Grieve Chelwa wrote:The call to industrialise has been a rallying cry of African countries ever since their attainment of political independence. During the twentieth century, the modal decade of the continent’s national liberation struggles was the 1960s. Many within the first generation of post-colonial African leaders, from Kwame Nkrumah (Ghana) to Julius Nyerere (Tanzania) to Kenneth Kaunda (Zambia), had a deep appreciation for the role that industrialisation would play in the total emancipation of the African continent. These leaders grasped that Africa’s economic dependence was borne out of the original sins of imperialism and colonialism that consigned the continent to the position of perpetually supplying inexpensive raw materials to wealthy countries in exchange for expensive manufactures. Disrupting this colonial and imperial logic – that is, cutting the yoke of dependence – would require a structural re-orientation of African economies away from raw material production to industrial production. Additionally, industrialisation was viewed as the vehicle that would deliver a high level of employment and decent wages to a great mass of the population whose lives had been upended by colonialism and imperialism.
he African continent as a whole has not industrialised in any meaningful way over the last 60 years or so. The industrial level of many countries on the continent remains where it was at the time of political independence in the 1960s. Many have, in fact, de-industrialised. That is, the share of industry in their economic output is lower today than it was at the time of independence.
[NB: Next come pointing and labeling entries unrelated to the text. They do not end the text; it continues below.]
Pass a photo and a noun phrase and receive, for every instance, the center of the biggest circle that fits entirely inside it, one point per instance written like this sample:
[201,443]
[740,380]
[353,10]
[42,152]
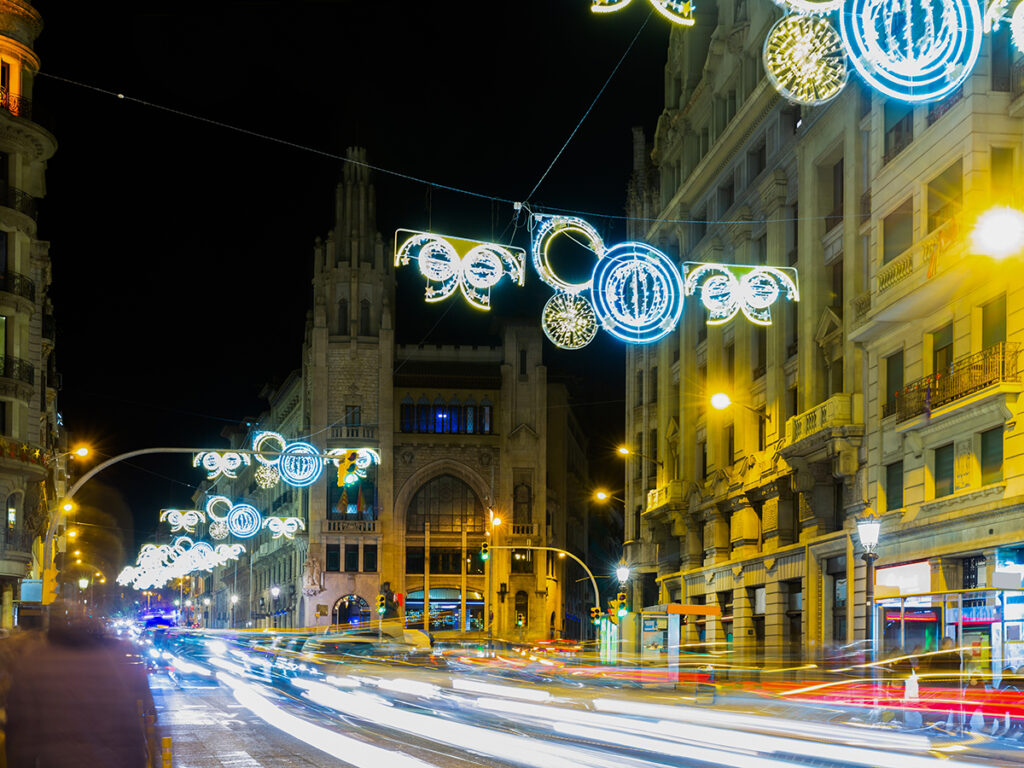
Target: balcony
[351,526]
[838,411]
[996,365]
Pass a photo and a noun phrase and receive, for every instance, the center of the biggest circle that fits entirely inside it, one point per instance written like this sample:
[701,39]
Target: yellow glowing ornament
[804,58]
[568,321]
[675,11]
[451,263]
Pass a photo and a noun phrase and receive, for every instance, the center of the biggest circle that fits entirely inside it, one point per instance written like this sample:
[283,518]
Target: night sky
[181,249]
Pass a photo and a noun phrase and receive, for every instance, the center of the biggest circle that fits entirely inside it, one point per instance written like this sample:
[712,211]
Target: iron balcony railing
[17,285]
[964,377]
[12,368]
[15,104]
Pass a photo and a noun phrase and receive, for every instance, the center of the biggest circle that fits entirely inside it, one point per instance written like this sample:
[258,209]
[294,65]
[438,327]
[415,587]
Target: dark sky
[181,250]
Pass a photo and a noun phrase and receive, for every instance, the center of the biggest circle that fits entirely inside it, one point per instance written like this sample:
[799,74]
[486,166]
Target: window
[897,230]
[407,415]
[945,196]
[894,382]
[991,456]
[343,317]
[365,327]
[894,485]
[942,348]
[943,470]
[369,558]
[993,322]
[351,557]
[522,561]
[449,505]
[333,559]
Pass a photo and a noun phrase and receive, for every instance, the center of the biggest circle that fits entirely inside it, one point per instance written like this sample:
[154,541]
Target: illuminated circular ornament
[265,441]
[267,476]
[300,464]
[568,321]
[638,293]
[918,50]
[803,57]
[244,520]
[550,227]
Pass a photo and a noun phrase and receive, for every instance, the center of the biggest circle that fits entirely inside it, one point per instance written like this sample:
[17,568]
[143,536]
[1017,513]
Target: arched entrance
[350,610]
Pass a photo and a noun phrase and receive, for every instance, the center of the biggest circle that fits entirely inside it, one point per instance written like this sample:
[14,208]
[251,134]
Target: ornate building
[893,385]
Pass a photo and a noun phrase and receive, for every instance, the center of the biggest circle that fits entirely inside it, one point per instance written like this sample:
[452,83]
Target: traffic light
[49,586]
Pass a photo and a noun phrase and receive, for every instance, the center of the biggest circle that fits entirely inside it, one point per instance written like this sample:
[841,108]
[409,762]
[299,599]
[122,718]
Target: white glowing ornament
[217,464]
[356,463]
[804,59]
[568,321]
[637,293]
[675,10]
[728,289]
[284,526]
[451,263]
[915,50]
[182,519]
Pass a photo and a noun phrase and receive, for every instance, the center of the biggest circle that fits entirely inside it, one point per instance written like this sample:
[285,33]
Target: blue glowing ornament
[915,50]
[474,272]
[244,521]
[637,293]
[300,464]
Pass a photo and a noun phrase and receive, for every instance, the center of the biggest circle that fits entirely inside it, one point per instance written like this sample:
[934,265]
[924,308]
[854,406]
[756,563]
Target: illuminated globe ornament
[915,50]
[804,59]
[637,292]
[244,521]
[300,464]
[568,321]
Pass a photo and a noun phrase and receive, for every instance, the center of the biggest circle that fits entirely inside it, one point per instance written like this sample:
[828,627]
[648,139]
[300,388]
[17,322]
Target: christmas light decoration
[918,50]
[300,464]
[804,59]
[260,443]
[352,463]
[284,526]
[675,11]
[546,229]
[244,521]
[217,464]
[728,289]
[637,292]
[182,519]
[478,269]
[568,321]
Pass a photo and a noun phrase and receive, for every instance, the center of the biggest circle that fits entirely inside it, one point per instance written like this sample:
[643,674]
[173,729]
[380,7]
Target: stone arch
[428,472]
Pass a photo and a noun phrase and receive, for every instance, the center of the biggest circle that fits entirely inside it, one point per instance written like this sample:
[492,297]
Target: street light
[868,528]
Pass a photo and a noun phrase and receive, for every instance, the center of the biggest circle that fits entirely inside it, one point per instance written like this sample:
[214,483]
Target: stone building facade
[892,386]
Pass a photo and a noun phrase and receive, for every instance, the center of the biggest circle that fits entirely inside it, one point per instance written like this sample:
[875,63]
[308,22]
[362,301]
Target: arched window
[484,415]
[343,317]
[423,415]
[365,329]
[440,416]
[449,505]
[522,607]
[408,415]
[455,416]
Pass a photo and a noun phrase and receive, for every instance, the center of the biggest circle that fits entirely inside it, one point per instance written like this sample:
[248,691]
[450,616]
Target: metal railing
[14,368]
[964,377]
[18,285]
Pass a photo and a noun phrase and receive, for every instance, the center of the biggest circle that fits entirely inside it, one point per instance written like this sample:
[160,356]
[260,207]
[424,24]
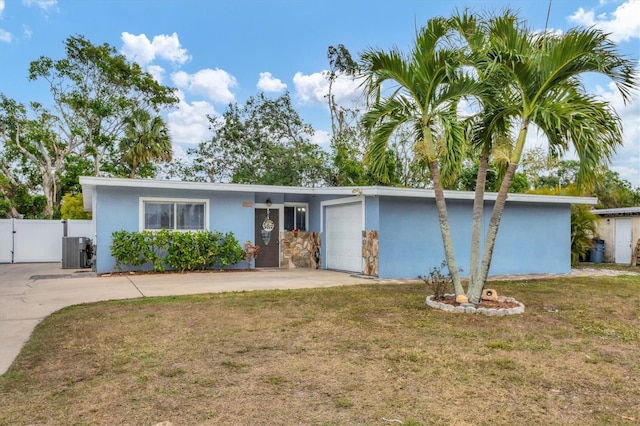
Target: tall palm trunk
[441,205]
[475,288]
[478,210]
This inability to industrialise has had wide-ranging implications for the economic life of the African continent and its people. For example, real wages, which are often buttressed by industrial production, have declined and are lower today than they were in the 1970s. Additionally, over the last three decades the number of people living in poverty has declined in every region of the world except for Africa, where the opposite has taken place. In 1990, close to 300 million people lived in poverty in Africa. By 2020, that number had grown to 400 million and is likely to grow further in the current decade. Finally, the African continent is today more dependent on the rest of the world, especially the West, as a market for its primary commodities than at independence. Given China’s success at industrialisation and Africa’s struggles with it, there has curiously been a paucity of comparative scholarly work that seeks to draw out China’s lessons for Africa’s industrialisation. Even less has been work that considers whether China can be an effective ally in Africa’s hitherto elusive quest to industrialise.
It is this gap that the current issue of Wenhua Zongheng (文化纵横) seeks to fill. The two essays in this issue are written by leading Chinese scholars of comparative economic development.
The two articles are quite good, and detail the way China sees itself on the continent. Good for those trying to understand Chinese motivations and goals for the continent.